Sürekli zikir için vakit ayırmaya gerek yoktur. İnsan işine giderken, işini yaparken de yapabilir. Bunun için küçük bir el tespihini yanımızdan eksik etmemek gerekir. Tespih insana daima zikri hatırlatır. İnsan tespih elinde iken daima zikretme gereği duyar. Her boş vakti bu zikirle değerlendiren sofi ileri halleri yaşamaya başlar.


Zikir çekerken telebbüsü rabıtaya (şeyhin kılığına girme, vücuduna şeyhi ikame etme) önem verilmesi gerektiğini de hatırlatalım. Ayrıca her işin başında ve sonunda rabıtalı olmak çok yararlıdır.

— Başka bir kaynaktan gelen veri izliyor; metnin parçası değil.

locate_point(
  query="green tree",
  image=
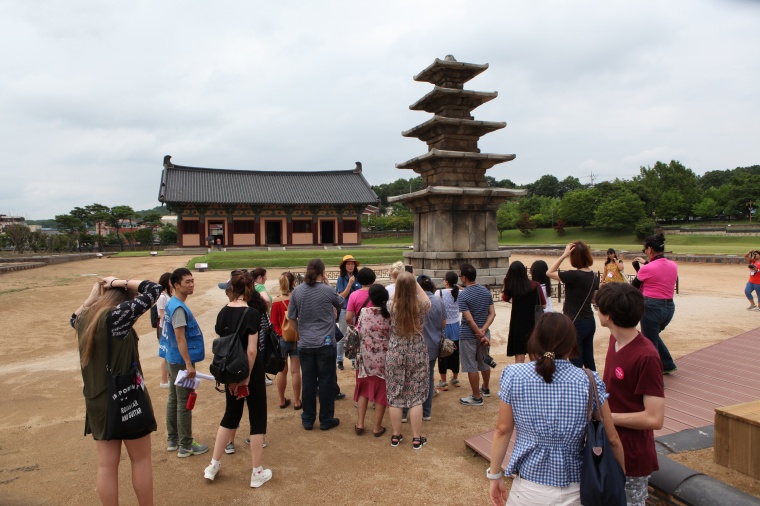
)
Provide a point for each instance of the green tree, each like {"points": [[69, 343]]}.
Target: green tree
{"points": [[17, 235], [578, 206], [545, 186], [621, 213], [116, 217], [168, 233], [707, 208], [525, 224], [568, 184]]}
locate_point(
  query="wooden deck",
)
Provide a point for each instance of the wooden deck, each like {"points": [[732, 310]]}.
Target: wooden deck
{"points": [[722, 374]]}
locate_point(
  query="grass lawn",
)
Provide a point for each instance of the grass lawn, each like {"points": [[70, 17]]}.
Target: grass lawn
{"points": [[377, 251], [599, 239], [228, 260]]}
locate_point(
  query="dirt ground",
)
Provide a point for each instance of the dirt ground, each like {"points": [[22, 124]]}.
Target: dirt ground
{"points": [[45, 459]]}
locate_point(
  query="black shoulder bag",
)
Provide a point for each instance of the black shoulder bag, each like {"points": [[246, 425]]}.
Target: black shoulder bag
{"points": [[128, 410], [230, 362], [602, 479]]}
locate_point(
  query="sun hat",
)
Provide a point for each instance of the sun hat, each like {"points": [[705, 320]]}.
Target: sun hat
{"points": [[349, 258]]}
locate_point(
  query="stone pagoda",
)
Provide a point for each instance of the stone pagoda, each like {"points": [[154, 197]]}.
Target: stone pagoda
{"points": [[455, 211]]}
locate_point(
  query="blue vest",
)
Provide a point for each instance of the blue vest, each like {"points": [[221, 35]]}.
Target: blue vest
{"points": [[193, 335]]}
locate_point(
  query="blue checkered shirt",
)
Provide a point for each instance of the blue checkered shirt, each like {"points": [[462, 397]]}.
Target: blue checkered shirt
{"points": [[550, 421]]}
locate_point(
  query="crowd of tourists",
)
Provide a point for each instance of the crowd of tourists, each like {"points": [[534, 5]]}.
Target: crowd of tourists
{"points": [[400, 329]]}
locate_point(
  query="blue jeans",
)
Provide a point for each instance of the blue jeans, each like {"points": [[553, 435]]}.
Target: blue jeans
{"points": [[657, 315], [752, 287], [427, 406], [317, 370], [343, 326], [584, 330]]}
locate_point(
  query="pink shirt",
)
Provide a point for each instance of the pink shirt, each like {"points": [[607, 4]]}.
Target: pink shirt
{"points": [[659, 278], [355, 302]]}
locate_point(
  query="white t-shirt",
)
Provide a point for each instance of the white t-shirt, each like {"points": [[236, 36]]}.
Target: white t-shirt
{"points": [[548, 308]]}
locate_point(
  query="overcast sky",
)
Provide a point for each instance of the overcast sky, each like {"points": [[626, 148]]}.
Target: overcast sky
{"points": [[93, 94]]}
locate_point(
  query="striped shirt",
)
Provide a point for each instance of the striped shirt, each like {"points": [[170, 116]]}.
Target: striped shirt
{"points": [[550, 421], [313, 307], [477, 300]]}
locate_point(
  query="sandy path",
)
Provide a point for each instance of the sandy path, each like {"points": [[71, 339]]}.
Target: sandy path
{"points": [[44, 458]]}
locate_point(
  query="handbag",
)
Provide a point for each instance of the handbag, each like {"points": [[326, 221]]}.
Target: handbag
{"points": [[446, 347], [274, 359], [538, 309], [602, 479], [352, 337], [289, 330], [128, 410], [230, 362]]}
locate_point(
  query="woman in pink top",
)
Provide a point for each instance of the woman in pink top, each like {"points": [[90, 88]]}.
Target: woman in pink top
{"points": [[657, 281]]}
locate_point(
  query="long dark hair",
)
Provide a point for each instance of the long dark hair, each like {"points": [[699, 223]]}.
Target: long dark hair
{"points": [[656, 242], [610, 260], [516, 281], [165, 283], [379, 297], [315, 269], [538, 274], [452, 278], [553, 338]]}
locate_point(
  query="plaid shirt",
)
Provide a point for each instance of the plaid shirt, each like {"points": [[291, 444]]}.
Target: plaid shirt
{"points": [[550, 421]]}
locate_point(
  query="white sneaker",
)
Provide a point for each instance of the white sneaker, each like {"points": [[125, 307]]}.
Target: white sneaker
{"points": [[261, 477], [211, 470]]}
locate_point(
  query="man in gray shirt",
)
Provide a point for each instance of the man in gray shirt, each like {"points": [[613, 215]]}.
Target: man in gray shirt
{"points": [[313, 306]]}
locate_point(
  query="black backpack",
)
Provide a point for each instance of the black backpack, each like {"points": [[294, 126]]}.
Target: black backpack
{"points": [[230, 363], [154, 316], [274, 359]]}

Nakşibendiyye tarikatından olan sofilerden bazıları bizim yolumuzda zikir gizli yapılır diyerek Allah lafzı dışındaki zikirleri de ya gizli çekerler ya da hiç çekmezler. Hâlbuki gizli zikir sadece Allah lafzı için geçerlidir. Diğer zikirlerdeki gizlilik derecesi ise kişinin kendi duyabileceği ses ayarındadır.


Lafza-i Celal zikrinde amaç ruhu tüm letaifleri ile Allah’a ulaştırmaktır. Yani bu zikir ruhu güçlendirir. En önemlisi de ruhun manevi organları durumunda olan letaiflerin (kalp, ruh, sır, hafi, ahfa) zikirle tasfiye edilip yani günah kirlerinden arındırılıp güçlenip enerjilerini alarak Allah’tan gelen bir cezbe ile asıl yerleri olan emir âlemine (Allah indindeki yerlerine) ulaşmalarını sağlamaktır. Letaiflerin her biri kendi asıl memleketleri olan emir âlemine ulaşınca farklı bir renkteki nurla vücut âleminde görünür. Sofi gözlerini yumup zikre daldığında bu nurları farklı renkte algılar (kırmızı, sarı, beyaz, yeşil, siyah …). Nurlar yavaş yavaş kendilerini belli ederler. Zikir arttığında hepsi iç içe girerek değişik tonları da doğurur. Akıl almaz bir hızla helezonik olarak dönmeye, bazıları azalmaya, bazıları çoğalmaya başlarlar. Çok hoş bir renk cümbüşü olurlar. Hayranlıkla seyredilir. Sonunda tek bir renk hâkim olur.


Sofi bunlardan sonra bazen renksiz halde bulunan gerçek nuru da görebilir.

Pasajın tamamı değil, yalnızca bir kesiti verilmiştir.